TRAILER ‘THE PAINTED BIRD’

O checo Václav Marhoul — realizador de mais uma versão do filme histórico ‘Tobruk’, 2008 — apesar de ser uma novidade na competição, criou alguma expectativa com ‘The Painted Bird’, um filme que chamava à atenção por causa da sua bela fotografia a preto e branco e o tema da Shoah. Em ‘The Painted Bird’, Václav Marhoul conta mais uma vez a perseguição aos judeus, mas vista através dos olhos de uma criança (uma extraordinária interpretação do pequeno Petr Kotlár), que sofre um crescendo de solidão, tortura e atrocidades. O filme é baseado no romance homónimo de Jerzy Kosinski — autor de vários livros de memórias autobiográficas e ficção, passadas na Europa de Leste, durante a II Guerra Mundial. ‘O Pássaro Pintado’ é editado em Portugal pela pequena ‘Livros de Areia’. Essa criança judia é colocada numa pequena quinta pelos pais na tentativa de escapar ao Holocausto, mas com uma mãe adoptiva bastante idosa. Quando a nova mãe morre de colapso, a criança vai encetar uma viagem de terror marcada por experiências atrozes e dilacerantes, onde vem ao de cima toda a maldade e violência humana, e que marcam para sempre o seu corpo e o seu olhar. Filme de viagem, complexo e perturbador, com quase três horas de duração é filmado num magnífico preto e branco (direcção de fotografia de Vladimír Smutny), levou quase dez anos para ser concretizado e estar aqui na competição.

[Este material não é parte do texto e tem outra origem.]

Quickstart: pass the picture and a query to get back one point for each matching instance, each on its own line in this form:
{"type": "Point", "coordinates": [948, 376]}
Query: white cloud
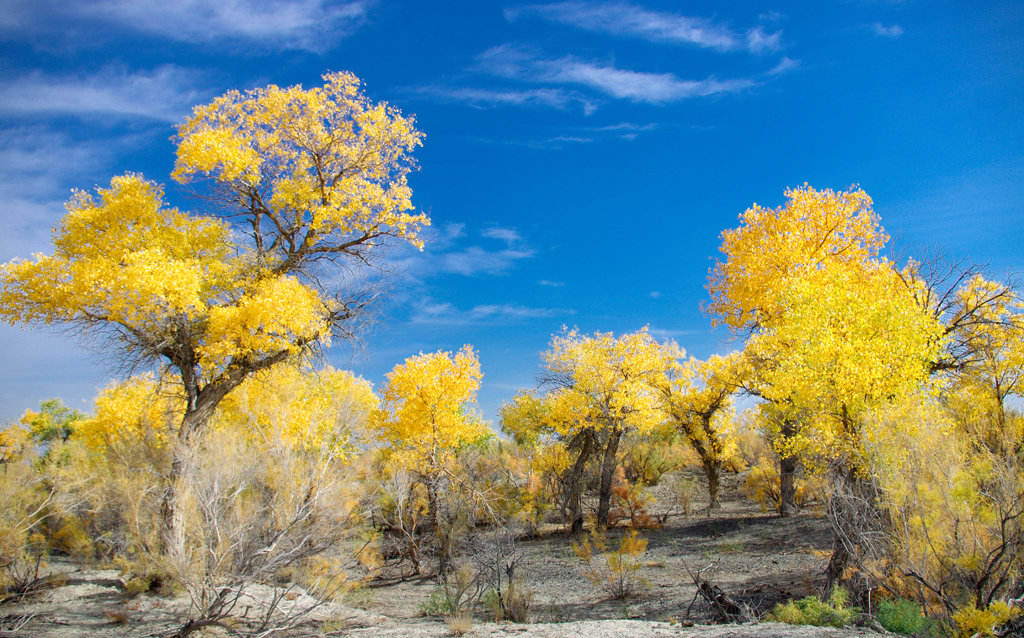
{"type": "Point", "coordinates": [450, 251]}
{"type": "Point", "coordinates": [309, 25]}
{"type": "Point", "coordinates": [475, 260]}
{"type": "Point", "coordinates": [891, 31]}
{"type": "Point", "coordinates": [165, 93]}
{"type": "Point", "coordinates": [444, 312]}
{"type": "Point", "coordinates": [38, 168]}
{"type": "Point", "coordinates": [785, 65]}
{"type": "Point", "coordinates": [523, 64]}
{"type": "Point", "coordinates": [760, 42]}
{"type": "Point", "coordinates": [509, 236]}
{"type": "Point", "coordinates": [481, 98]}
{"type": "Point", "coordinates": [626, 19]}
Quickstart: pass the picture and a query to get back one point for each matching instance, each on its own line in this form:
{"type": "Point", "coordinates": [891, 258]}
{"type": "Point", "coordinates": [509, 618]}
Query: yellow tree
{"type": "Point", "coordinates": [697, 399]}
{"type": "Point", "coordinates": [266, 484]}
{"type": "Point", "coordinates": [833, 327]}
{"type": "Point", "coordinates": [427, 415]}
{"type": "Point", "coordinates": [602, 389]}
{"type": "Point", "coordinates": [299, 179]}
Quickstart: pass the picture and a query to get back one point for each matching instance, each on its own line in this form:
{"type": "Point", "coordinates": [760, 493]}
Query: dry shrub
{"type": "Point", "coordinates": [615, 570]}
{"type": "Point", "coordinates": [25, 499]}
{"type": "Point", "coordinates": [647, 460]}
{"type": "Point", "coordinates": [955, 510]}
{"type": "Point", "coordinates": [630, 503]}
{"type": "Point", "coordinates": [252, 510]}
{"type": "Point", "coordinates": [762, 486]}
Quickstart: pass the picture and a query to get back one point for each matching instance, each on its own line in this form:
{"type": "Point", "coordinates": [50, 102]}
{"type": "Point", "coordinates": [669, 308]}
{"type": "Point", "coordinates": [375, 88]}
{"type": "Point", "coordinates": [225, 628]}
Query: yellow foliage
{"type": "Point", "coordinates": [324, 159]}
{"type": "Point", "coordinates": [615, 570]}
{"type": "Point", "coordinates": [771, 247]}
{"type": "Point", "coordinates": [426, 412]}
{"type": "Point", "coordinates": [609, 382]}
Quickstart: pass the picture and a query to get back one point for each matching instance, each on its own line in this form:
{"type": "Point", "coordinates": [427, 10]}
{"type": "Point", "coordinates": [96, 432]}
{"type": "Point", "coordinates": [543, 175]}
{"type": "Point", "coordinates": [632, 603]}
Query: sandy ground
{"type": "Point", "coordinates": [757, 558]}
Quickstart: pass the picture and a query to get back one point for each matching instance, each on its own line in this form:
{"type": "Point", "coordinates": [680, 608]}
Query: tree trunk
{"type": "Point", "coordinates": [607, 473]}
{"type": "Point", "coordinates": [574, 498]}
{"type": "Point", "coordinates": [787, 485]}
{"type": "Point", "coordinates": [713, 471]}
{"type": "Point", "coordinates": [202, 402]}
{"type": "Point", "coordinates": [443, 557]}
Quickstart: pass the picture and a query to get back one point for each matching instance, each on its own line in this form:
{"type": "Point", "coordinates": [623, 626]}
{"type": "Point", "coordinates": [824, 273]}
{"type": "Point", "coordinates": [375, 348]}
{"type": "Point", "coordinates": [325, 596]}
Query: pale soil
{"type": "Point", "coordinates": [758, 559]}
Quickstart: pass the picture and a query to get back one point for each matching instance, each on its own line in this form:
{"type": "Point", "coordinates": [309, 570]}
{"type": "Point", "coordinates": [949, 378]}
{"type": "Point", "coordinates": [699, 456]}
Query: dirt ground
{"type": "Point", "coordinates": [757, 558]}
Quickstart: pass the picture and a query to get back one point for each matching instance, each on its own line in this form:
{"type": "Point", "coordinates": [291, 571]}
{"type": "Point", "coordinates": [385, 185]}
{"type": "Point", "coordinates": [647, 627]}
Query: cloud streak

O título, ‘The Painted Bird’, refere-se a um dos episódios do filme — são 6 e estão relacionadas com as personagens que se vão cruzando com o miúdo, quase todas para o mal — cujas as penas de um pássaro são pintadas e quando regressa ao bando é excluído de uma forma cruel por ser ‘diferente’. O elenco inclui algumas estrelas improváveis para um filme originário do Leste Europeu, como Harvey Keitel (um padre católico, com a voz dobrada), Stellan Skarsgård e Barry Pepper (no papel de dois soldados, um nazi e outro do Exército Vermelho) e o britânico Julian Sands (‘Um  Quarto Com Vista Sobre a Cidade’) em Garbos, uma das sinistras personagens que dão ‘hospitalidade’ à criança. ‘The Painted Bird’ é igualmente mais uma reflexão ao nível da ficção, sobre ‘A Banalidade do Mal’, segundo Hannah Arendt.